La relation au travail se transforme.
Outre des prétentions salariales à la hausse, la relation au travail tend à se transformer, avec une exigence de plus en plus marquée pour préserver une qualité de vie personnelle. « Un pharmacien me confiait avoir répondu positivement aux conditions demandées par son adjoint lors du recrutement : un salaire au-dessus de la proposition initiale, et un planning resserré sur 3 journées de 10 heures. C'est assez révélateur d'une nouvelle tendance à rechercher un équilibre entre vie personnelle et vie professionnelle », note Nicolas Baldo.
Cette pénurie de salariés en général et d’adjoints en particulier oblige les employeurs à mettre en œuvre des dispositifs divers et variés s'ils souhaitent réussir à recruter. « Les candidats à un poste doivent être attentifs aux conditions de travail, que ce soit l'aménagement des horaires ou la gestion des congés », note Olivier Clarhaut. Le secrétaire fédéral FO s'inquiète d'ailleurs d'une dégradation de l'environnement professionnel « qui a commencé à intervenir même avant le Covid » et du manque de perspectives d'évolution de carrière dans le secteur officinal.
D'autres formes de rémunération.
De plus en plus, les candidats sont sensibles aux dispositifs complémentaires de rémunération que propose l'entreprise, tel que l'intéressement à la participation, le plan d’épargne entreprise ou le plan d’épargne retraite collectif. Ce « supplément rémunérateur » peut faire la différence entre deux employeurs, si un choix s’impose.
« Ces dispositifs sont séduisants mais ils ne doivent pas être des substituts de salaire », prévient Olivier Clarhaut, qui met en garde contre une dérive qui consisterait à permuter une partie du salaire vers un dispositif subjectif, aléatoire, irrégulier, car soumis à l'arbitraire de l'employeur. « Notre position FO sur la rémunération, c'est un salaire fixe, régulier, établi de manière objective. Nous sommes attachés au salaire brut, c’est-à-dire le salaire qui donne lieu à des cotisations sociales, qui finance les régimes de protection sociale au sens large. »

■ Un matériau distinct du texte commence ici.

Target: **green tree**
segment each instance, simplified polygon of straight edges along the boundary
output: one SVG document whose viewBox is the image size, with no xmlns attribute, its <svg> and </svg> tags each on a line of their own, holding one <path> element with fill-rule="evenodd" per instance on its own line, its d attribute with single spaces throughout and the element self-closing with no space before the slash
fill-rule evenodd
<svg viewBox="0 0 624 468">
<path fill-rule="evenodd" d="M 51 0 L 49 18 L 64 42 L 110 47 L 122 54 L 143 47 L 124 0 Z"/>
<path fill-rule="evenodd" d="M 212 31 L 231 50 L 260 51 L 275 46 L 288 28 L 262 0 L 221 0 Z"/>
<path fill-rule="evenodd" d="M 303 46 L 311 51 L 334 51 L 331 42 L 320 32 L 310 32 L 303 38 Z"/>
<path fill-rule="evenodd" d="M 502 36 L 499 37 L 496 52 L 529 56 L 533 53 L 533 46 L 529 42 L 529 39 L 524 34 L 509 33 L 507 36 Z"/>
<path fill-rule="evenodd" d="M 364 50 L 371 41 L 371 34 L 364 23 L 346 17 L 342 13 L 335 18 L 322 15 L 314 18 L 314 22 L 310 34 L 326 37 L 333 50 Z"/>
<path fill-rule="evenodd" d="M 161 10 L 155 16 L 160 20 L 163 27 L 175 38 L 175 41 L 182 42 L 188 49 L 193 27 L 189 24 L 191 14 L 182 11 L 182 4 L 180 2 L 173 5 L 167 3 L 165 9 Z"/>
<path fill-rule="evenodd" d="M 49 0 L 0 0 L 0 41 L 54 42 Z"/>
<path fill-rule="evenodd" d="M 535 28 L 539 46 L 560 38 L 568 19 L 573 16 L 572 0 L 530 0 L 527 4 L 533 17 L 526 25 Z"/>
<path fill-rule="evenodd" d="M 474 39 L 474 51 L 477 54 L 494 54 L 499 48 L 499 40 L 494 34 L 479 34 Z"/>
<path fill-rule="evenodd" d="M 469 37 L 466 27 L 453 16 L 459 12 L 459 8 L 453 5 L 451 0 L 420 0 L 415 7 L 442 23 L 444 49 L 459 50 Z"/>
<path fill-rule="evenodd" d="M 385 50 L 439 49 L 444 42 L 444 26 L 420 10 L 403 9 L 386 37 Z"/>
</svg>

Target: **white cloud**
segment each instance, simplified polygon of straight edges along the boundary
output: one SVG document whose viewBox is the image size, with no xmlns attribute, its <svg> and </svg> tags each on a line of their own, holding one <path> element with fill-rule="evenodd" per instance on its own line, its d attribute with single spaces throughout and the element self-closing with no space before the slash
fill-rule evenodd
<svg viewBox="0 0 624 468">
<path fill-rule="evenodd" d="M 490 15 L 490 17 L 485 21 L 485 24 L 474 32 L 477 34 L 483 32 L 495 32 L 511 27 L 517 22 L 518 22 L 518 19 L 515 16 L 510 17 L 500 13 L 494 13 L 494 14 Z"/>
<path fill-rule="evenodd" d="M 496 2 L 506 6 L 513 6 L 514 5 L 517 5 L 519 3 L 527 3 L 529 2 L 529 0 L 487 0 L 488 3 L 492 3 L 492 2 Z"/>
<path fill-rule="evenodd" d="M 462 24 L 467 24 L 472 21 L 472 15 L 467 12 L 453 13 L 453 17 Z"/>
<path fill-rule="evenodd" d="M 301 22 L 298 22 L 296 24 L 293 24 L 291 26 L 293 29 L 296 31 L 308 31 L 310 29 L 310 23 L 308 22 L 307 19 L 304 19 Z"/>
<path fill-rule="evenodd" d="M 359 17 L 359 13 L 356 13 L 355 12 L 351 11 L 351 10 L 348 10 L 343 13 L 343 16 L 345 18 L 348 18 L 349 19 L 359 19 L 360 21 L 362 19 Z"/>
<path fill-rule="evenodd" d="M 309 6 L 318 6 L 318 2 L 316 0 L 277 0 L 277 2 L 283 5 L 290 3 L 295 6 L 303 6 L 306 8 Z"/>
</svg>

Reconnaître l'investissement de l'adjoint.
La forte mobilisation des équipes officinales pendant la crise sanitaire interpelle sur les moyens de récompenser l'investissement des collaborateurs. « L'accomplissement des missions de santé publique pour lutter contre la pandémie n'aurait pas été possible sans les adjoints ni les préparateurs. En outre, les nouvelles activités réalisées en officine, en particulier les tests ou la vaccination, ont nécessité d’acquérir des compétences supplémentaires via une formation ; et toute compétence supplémentaire doit être reconnue, notamment par la rémunération », commente Olivier Clarhaut.
« Quelques pharmaciens ont mis en place une prime à l'acte. Cette démarche encore très confidentielle, qui s'apparente à un modèle de commission sur vente, peut séduire les candidats ou les salariés déjà en poste », observe Caroline Philippon. Une pratique qu'Olivier Clarhaut juge dangereuse : « Que ce soit un forfait ou une tarification au nombre d’acte, cette méthode expose à des tensions au sein de l’équipe et une dégradation des conditions de travail. » Pour le représentant syndical FO officine, les rémunérations complémentaires pour les nouvelles activités doivent être négociées avant tout au niveau national, pour une application collective. « Pour le moment, les chambres patronales refusent d'ouvrir les négociations, sous prétexte que certaines officines sont en difficulté. Faute d'aboutir à un accord collectif, elles laissent la négociation se faire au sein de chaque entreprise, là où c'est souvent le plus difficile », déplore Olivier Clarhaut.